Socially, the status mediated communal autonomy for millets and ecclesiastical bodies such as the Coptic Orthodox Church, Melkite, Nestorian Church, Rabbinic Judaism institutions, and Zoroastrian communities. Economic arrangements encompassed fiscal obligations, occupational restrictions, and property law intersecting with marketplaces overseen by guilds like the bazaar networks in Damascus, Baghdad, and Cordoba. Urban demographics recorded by chroniclers including Ibn Battuta and cadastral surveys under rulers like Al-Mansur show patterns of residence, taxation, and legal pluralism involving craftsmen, merchants linked to Silk Road routes, and agrarian producers in estates administered by land agents akin to iqta' holders.

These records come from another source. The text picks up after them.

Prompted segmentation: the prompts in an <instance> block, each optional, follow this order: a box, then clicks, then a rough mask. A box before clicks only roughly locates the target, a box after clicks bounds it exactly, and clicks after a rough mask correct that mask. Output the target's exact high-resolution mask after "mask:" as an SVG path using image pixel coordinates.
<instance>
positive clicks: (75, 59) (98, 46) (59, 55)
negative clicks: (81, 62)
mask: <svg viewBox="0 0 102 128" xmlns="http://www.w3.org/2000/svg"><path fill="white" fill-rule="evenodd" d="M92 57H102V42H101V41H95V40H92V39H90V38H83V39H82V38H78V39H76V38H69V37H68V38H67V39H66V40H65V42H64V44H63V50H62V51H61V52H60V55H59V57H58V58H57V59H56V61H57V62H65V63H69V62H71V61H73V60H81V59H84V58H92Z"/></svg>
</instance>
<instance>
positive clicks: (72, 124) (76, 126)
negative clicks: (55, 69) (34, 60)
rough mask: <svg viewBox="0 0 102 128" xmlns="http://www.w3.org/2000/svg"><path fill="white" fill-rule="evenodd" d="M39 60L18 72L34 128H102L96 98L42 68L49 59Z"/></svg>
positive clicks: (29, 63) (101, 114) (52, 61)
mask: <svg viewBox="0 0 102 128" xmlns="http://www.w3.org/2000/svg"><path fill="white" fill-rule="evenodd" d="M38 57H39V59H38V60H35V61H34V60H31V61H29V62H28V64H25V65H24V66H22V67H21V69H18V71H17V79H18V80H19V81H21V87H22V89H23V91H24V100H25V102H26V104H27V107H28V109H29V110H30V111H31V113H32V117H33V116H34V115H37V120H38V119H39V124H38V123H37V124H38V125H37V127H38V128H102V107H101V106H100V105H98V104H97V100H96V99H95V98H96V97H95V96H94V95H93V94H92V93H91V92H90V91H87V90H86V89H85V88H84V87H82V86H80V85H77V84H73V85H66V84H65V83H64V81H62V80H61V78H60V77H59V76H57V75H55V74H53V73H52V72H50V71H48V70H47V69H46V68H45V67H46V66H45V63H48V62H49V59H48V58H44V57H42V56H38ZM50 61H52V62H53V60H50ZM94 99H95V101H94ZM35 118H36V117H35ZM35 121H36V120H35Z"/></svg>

In the Iberian Peninsula, rulings by the Umayyad emirate and later taifa courts in Cordoba produced arrangements affecting Visigothic converts and Jewish communities documented in sources tied to figures such as Hasdai ibn Shaprut. In the Levant, mechanisms under the Crusader States and later Mamluk reconquest shaped Christian and Jewish status with evidence in chronicles by William of Tyre and administrative registers in Cairo. In Persia and Central Asia, interactions with Sassanian legacies and the Timurid Empire influenced treatment of Zoroastrians and Nestorians, while Ottoman millet organization in Istanbul and provinces like Balkans revised prior norms through imperial edicts issued under sultans including Selim I.
Modern scholarship by historians such as Marshall Hodgson, Bernard Lewis, Patricia Crone, Noah Feldman, and Mark Cohen debates continuities between medieval status and contemporary minority rights, secularism in states like Turkey, and colonial-era reforms in Egypt and Morocco. Legal historians reference archival material from collections tied to the British Library, Topkapı Palace Museum archives, and treaties like the Treaty of Küçük Kaynarca to analyze transformations. Contemporary activists, politicians in parliaments of Israel, Jordan, and Lebanon, and jurists in courts influenced by codes such as the Ottoman Land Code engage with the legacy in discussions on citizenship, human rights instruments like the Universal Declaration of Human Rights, and comparative constitutional debates in states including Tunisia and Iraq.